Before kids: My mind is a steel trap.

After kids: My mind is a steel colander.

@NewDadNotes

God: you’re really fast.

Deer: ok.

God: so whenever you sense danger I want you to-

Deer: run away right?

God: no, just [freezes in place].

Deer: got it wait-what?

God: you know just [freezes in place again].

@blade_funner

STEWARDESS: Does anyone know how to defuse a bomb?

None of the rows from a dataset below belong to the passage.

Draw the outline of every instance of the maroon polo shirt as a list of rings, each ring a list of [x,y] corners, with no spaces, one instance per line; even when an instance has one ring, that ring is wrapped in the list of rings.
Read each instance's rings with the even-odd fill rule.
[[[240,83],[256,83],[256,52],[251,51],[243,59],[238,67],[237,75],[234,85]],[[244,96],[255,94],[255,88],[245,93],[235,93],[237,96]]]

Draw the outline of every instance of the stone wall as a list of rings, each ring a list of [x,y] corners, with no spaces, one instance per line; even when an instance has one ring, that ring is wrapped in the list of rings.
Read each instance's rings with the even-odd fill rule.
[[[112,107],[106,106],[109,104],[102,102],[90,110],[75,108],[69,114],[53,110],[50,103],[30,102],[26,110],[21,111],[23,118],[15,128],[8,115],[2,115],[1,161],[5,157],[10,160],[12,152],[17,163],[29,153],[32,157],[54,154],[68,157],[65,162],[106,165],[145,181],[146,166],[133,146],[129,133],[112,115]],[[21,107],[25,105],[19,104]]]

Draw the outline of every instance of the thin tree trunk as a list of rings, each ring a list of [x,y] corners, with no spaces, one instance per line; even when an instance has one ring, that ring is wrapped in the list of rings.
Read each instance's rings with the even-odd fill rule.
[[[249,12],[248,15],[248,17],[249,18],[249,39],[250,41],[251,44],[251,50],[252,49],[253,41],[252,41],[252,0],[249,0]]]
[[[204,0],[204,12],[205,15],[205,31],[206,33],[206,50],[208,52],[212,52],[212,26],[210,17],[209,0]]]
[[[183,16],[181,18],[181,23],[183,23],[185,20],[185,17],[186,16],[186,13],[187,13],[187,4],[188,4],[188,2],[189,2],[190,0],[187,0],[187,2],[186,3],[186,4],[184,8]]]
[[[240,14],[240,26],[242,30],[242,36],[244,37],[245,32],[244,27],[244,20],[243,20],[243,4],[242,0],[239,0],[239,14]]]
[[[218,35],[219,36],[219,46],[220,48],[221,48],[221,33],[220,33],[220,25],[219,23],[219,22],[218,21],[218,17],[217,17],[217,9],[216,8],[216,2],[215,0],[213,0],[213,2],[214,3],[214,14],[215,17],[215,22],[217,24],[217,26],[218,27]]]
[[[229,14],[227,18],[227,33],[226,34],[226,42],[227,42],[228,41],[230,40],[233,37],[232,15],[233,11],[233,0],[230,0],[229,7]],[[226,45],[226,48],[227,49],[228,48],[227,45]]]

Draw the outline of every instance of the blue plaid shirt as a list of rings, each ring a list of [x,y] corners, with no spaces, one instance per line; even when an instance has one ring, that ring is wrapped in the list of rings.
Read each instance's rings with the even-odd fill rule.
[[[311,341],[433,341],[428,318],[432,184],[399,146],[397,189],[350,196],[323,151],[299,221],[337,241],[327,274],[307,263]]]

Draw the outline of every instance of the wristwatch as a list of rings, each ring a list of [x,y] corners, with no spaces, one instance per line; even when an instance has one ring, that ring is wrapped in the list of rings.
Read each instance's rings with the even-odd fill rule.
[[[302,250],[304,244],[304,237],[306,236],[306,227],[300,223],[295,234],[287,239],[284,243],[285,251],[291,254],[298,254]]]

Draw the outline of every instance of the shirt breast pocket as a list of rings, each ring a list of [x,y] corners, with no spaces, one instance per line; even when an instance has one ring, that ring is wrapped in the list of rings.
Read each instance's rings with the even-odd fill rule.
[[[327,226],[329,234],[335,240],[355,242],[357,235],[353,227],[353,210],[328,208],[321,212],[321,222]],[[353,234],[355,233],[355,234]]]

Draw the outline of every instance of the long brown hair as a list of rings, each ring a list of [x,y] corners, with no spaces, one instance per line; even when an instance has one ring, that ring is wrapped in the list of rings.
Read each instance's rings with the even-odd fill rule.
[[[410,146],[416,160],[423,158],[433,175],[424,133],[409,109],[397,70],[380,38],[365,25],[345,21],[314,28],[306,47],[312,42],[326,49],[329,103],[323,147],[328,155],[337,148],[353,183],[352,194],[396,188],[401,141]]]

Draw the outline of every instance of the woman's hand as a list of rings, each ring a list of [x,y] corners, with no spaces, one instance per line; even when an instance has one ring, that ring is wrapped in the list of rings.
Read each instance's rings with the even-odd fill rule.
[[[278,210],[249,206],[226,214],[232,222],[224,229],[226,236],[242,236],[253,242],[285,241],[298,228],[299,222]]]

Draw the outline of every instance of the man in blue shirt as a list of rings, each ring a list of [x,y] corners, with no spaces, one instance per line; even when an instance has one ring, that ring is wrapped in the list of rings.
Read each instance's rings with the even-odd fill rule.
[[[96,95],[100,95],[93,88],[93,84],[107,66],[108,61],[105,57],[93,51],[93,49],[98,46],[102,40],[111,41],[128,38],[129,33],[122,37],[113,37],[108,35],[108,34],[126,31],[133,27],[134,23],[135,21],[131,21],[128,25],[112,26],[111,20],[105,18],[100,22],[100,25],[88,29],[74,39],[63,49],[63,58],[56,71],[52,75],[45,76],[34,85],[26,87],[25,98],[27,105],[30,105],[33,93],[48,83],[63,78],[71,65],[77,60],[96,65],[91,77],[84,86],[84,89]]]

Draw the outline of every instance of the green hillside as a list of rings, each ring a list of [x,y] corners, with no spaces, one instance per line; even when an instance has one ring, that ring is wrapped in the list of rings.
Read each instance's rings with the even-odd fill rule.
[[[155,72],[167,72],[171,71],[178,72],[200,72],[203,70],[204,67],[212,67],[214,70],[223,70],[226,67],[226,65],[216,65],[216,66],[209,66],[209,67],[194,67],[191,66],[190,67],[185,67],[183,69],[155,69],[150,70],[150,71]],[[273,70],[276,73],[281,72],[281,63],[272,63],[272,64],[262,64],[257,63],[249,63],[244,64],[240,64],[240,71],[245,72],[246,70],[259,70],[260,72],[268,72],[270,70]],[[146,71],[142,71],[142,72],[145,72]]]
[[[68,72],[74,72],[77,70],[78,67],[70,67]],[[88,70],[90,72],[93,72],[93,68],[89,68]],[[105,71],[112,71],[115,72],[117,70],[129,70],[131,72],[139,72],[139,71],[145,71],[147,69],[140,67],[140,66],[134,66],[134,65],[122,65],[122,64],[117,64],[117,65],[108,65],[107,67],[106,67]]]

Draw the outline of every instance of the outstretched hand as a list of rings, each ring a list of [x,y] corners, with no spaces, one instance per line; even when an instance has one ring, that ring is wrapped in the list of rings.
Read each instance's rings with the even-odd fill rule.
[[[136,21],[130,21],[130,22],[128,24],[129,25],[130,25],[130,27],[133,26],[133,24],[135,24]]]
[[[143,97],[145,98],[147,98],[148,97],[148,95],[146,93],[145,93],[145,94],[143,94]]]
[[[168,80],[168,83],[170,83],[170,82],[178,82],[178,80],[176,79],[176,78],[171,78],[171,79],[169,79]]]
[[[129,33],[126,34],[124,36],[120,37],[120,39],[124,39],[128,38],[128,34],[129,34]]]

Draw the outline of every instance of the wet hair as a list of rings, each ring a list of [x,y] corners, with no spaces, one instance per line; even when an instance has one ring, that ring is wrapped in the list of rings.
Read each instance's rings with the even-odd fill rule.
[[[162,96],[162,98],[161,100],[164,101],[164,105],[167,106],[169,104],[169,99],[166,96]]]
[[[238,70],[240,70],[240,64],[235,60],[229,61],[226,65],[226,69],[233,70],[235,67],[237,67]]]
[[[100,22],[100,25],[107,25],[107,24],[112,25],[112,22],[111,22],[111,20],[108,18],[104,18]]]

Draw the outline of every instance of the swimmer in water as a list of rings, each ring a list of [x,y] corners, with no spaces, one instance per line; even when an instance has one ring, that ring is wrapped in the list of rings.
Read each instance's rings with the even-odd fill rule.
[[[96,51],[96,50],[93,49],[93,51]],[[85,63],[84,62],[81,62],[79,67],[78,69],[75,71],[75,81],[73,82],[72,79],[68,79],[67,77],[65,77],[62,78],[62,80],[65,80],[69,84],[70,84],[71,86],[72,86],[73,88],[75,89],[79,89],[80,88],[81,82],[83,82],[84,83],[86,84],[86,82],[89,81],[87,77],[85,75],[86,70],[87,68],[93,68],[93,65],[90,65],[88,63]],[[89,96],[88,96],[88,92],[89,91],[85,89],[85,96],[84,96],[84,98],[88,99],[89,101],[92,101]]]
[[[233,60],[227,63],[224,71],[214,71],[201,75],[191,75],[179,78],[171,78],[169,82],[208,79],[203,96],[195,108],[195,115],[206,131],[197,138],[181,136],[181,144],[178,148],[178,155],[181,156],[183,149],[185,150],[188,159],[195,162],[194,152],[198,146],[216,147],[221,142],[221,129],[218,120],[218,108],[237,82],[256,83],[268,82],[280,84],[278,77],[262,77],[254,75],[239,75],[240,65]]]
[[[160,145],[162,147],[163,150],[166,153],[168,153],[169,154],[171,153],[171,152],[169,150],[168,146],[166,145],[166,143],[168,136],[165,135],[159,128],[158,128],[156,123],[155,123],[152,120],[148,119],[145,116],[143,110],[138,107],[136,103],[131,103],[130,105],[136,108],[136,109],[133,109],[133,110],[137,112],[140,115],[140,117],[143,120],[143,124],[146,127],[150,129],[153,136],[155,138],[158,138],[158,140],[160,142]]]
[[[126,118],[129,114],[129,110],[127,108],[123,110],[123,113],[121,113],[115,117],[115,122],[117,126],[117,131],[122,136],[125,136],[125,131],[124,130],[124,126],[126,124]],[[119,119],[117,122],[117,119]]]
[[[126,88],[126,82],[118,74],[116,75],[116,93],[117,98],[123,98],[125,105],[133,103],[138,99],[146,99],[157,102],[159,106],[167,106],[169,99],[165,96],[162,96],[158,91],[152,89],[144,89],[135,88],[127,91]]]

PERSON WHO DOESN’T FLINCH OPENING A CAN OF CRESCENT ROLLS: Right here.

@GuyEndoreKaiser

People are obsessed with this storm but in ten years no one will talk about it anymore, which is why they named it after the movie Juno.

@daddyville

I like the word “panties” so much I’m going to start using it in place of “cool.” Friend: Check out my new car! Me: Oh man, that’s panties.

@rickolantern

Florida is about to release millions of genetically modified mosquitoes.

I hope when they bite you they make you drive better.

@timdonakowski

Starting a new job today.
I’m not sure what company, but it’s wherever this lady with the giant box of donuts is going.

@badbanana

If you’re about to be turned into stone by Medusa, strike a hilarious pose and at least lighten things up for the next guy.